Read and copy Chinese text from a simple text file

Joy · July 5, 2018, 9:12am

I saved Chinese quotes in a simple Chinese.txt file, which I need every day.
My script reads for example, paragraph 1 of the aforementioned documented and copies the output as Unicode text into my clipboard.

Unfortunately I get a mess of characters doing so, even using suffix “Unicode text”. Some suggestions how to fetch the glyphs from my txt -document and put them readable format into my clipboard?

Example text in my Chinese.txt :
“下午好，让我们一起度过一个愉快的下午茶时光？”

Nigel_Garvey · July 5, 2018, 9:45am

Hi.

If you’re using scripts both to write to the file and read it, as Unicode text should be good enough:

set ChineseText to "下午好，让我们一起度过一个愉快的下午茶时光？"

set fileHandle to (open for access file ((path to desktop as text) & "Chinese.txt") with write permission)
try
	set eof fileHandle to 0
	write ChineseText as Unicode text to fileHandle
	set checkText to (read fileHandle from 1 as Unicode text)
end try
close access fileHandle

return checkText
--> "下午好，让我们一起度过一个愉快的下午茶时光？"

But for historical reasons, ‘Unicode text’ here means UTF16 big-endian. The native form of UTF16 on Intel machines is little-endian, so if you need open the file in, say, TextEdit, it would be better to use as «class ut16», or better still as «class utf8».

If you’re using a script to read a file that’s been saved by an application, you’ll have use whatever form of text the application’s set up to save, eg. either «class ut16» or «class utf8».

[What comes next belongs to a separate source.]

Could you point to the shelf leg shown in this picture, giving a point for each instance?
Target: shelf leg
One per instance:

Joy · July 5, 2018, 10:51am

Ah! I got it! Just technical issues… Quick look and the clipboard aren’t able to display the glyphs in the correct manner but the pasted text is fine. ^^
Resolved

Joy · July 6, 2018, 3:51pm

It’s curious to notice,
simple text documents written in Unicode text (e. G. Example.txt)
Give another output when reading them with : read file
So if for example, we have e. G. “sunflower” in the first paragraph of Example.txt, the read command outputs the paragraph not as word, but as: s u n f l o w e r
I get characters, not words.

Yvan_Koenig · July 6, 2018, 5:38pm

I applied what Nigel wrote :

set ChineseText to "sunflower" & linefeed & "下午好，让我们一起度过一个愉快的下午茶时光？"

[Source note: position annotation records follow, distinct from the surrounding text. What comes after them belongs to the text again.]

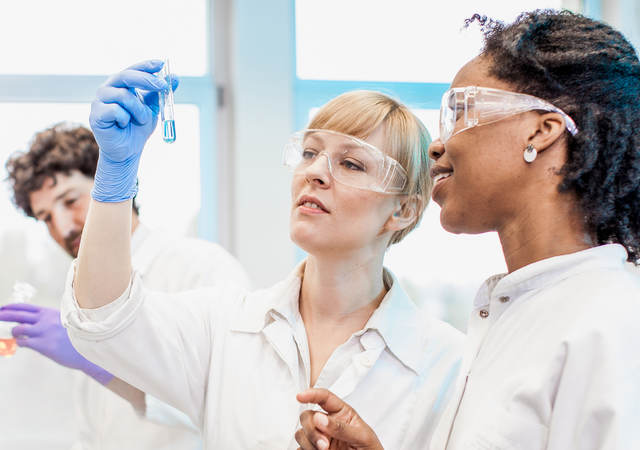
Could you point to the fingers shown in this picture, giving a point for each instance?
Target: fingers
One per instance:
(21, 307)
(358, 434)
(303, 441)
(136, 79)
(150, 65)
(24, 331)
(104, 115)
(128, 101)
(326, 399)
(8, 315)
(310, 434)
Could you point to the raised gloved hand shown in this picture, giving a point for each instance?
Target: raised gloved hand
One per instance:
(40, 329)
(123, 116)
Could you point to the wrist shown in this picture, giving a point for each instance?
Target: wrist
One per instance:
(97, 373)
(115, 181)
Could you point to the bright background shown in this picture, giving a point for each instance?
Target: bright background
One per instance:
(251, 73)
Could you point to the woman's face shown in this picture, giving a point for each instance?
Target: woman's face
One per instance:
(488, 178)
(327, 216)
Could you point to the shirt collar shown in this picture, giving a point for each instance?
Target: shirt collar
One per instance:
(550, 271)
(397, 320)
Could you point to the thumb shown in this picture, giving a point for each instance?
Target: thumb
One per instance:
(355, 433)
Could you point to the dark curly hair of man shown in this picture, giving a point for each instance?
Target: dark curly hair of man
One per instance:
(62, 148)
(592, 72)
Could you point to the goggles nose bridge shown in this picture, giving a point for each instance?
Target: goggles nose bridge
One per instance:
(328, 166)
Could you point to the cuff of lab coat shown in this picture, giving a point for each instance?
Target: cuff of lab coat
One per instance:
(100, 323)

set fileHandle to (open for access file ((path to desktop as text) & "Chinese.txt") with write permission)
try
	set eof fileHandle to 0
	write ChineseText as «class utf8» to fileHandle
	set checkText to (read fileHandle from 1 as «class utf8»)
end try
close access fileHandle

return checkText

and it behaves flawlessly.
It worked OK too using «class ut16».

When I tried with unicode text, opening in TextEdit I got :

[center]sunflower
NSHY}ˇã©bNÏNçw^¶è«NN*a _ÎvÑNSHÉ6eˆQIˇ[/center]

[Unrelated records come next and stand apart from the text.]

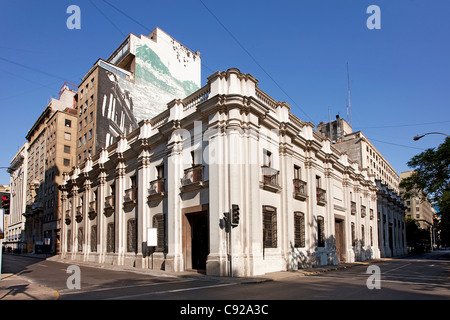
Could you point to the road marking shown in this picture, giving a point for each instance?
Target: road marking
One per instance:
(171, 291)
(397, 268)
(72, 291)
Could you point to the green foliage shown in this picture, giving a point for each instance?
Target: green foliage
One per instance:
(431, 178)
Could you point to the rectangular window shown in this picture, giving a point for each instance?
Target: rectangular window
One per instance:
(320, 232)
(269, 227)
(66, 162)
(297, 172)
(299, 226)
(158, 223)
(267, 158)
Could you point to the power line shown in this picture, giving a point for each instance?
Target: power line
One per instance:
(253, 58)
(405, 125)
(128, 16)
(144, 26)
(106, 17)
(33, 69)
(395, 144)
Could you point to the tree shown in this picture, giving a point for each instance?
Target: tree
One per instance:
(431, 178)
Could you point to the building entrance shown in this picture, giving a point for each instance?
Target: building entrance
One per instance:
(196, 240)
(340, 243)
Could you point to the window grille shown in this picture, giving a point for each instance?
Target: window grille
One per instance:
(270, 227)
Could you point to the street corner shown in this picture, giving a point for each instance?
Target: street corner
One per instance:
(14, 287)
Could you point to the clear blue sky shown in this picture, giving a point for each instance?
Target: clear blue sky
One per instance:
(298, 50)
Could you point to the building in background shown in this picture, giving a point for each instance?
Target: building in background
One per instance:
(420, 209)
(51, 152)
(18, 183)
(360, 149)
(417, 209)
(390, 207)
(136, 82)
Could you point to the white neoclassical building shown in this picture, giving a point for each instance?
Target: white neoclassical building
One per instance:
(301, 201)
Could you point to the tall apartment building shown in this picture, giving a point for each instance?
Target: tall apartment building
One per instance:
(302, 202)
(18, 184)
(359, 148)
(51, 152)
(418, 209)
(390, 207)
(136, 82)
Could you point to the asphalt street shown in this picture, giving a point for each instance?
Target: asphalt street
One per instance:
(422, 277)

Yvan KOENIG running High Sierra 10.13.5 in French (VALLAURIS, France) vendredi 6 juillet 2018 19:38:13

Nigel_Garvey · July 6, 2018, 6:27pm

If you’re using ‘read’ to read a file that’s been saved as UTF-16 Unicode text, you have to use the ‘as’ parameter to tell ‘read’ what kind of text to expect. If you don’t, it’ll assume it’s reading MacRoman text and treat each byte as a separate character. (I don’t know why you’re getting spaces instead of invisible (character id 0)'s. Are you doing something else in the script involving TIDs?)

Normally, you’d use something like …

read (choose file) as Unicode text

… to read a file containing big-endian UTF-16 text, or …

read (choose file) as «class UT16»

… to read a file containing little-endian UTF-16. But if the UTF-16 has been saved with a Byte-Order Mark (BOM) — as happens when you save as UTF-16 from TextEdit — and if the read is from the beginning of the file, you can use either of the above because the BOM will tell them whether the text is big-endian or little-endian.

Yvan_Koenig · July 6, 2018, 7:10pm

Hello Nigel

I already got the spaces in the past.
It was when I try to read “as utf8” a text saved as “ut16”.
It’s due to the fact that in this case, “text” characters are stored as (for instance) 00 78.
Reading as “utf8” TextEdit treats the 00 as a blank character.

Yvan KOENIG running High Sierra 10.13.5 in French (VALLAURIS, France) vendredi 6 juillet 2018 21:09:55

Nigel_Garvey · July 6, 2018, 9:24pm

Thanks, Yvan. I haven’t been able to reproduce that, but I wouldn’t be surprised if it does happen sometimes when combination of characters is right.

I forgot to mention that when writing as «class ut16», a BOM is included anyway. This may occasionally be useful, but only when writing from the beginning of the file.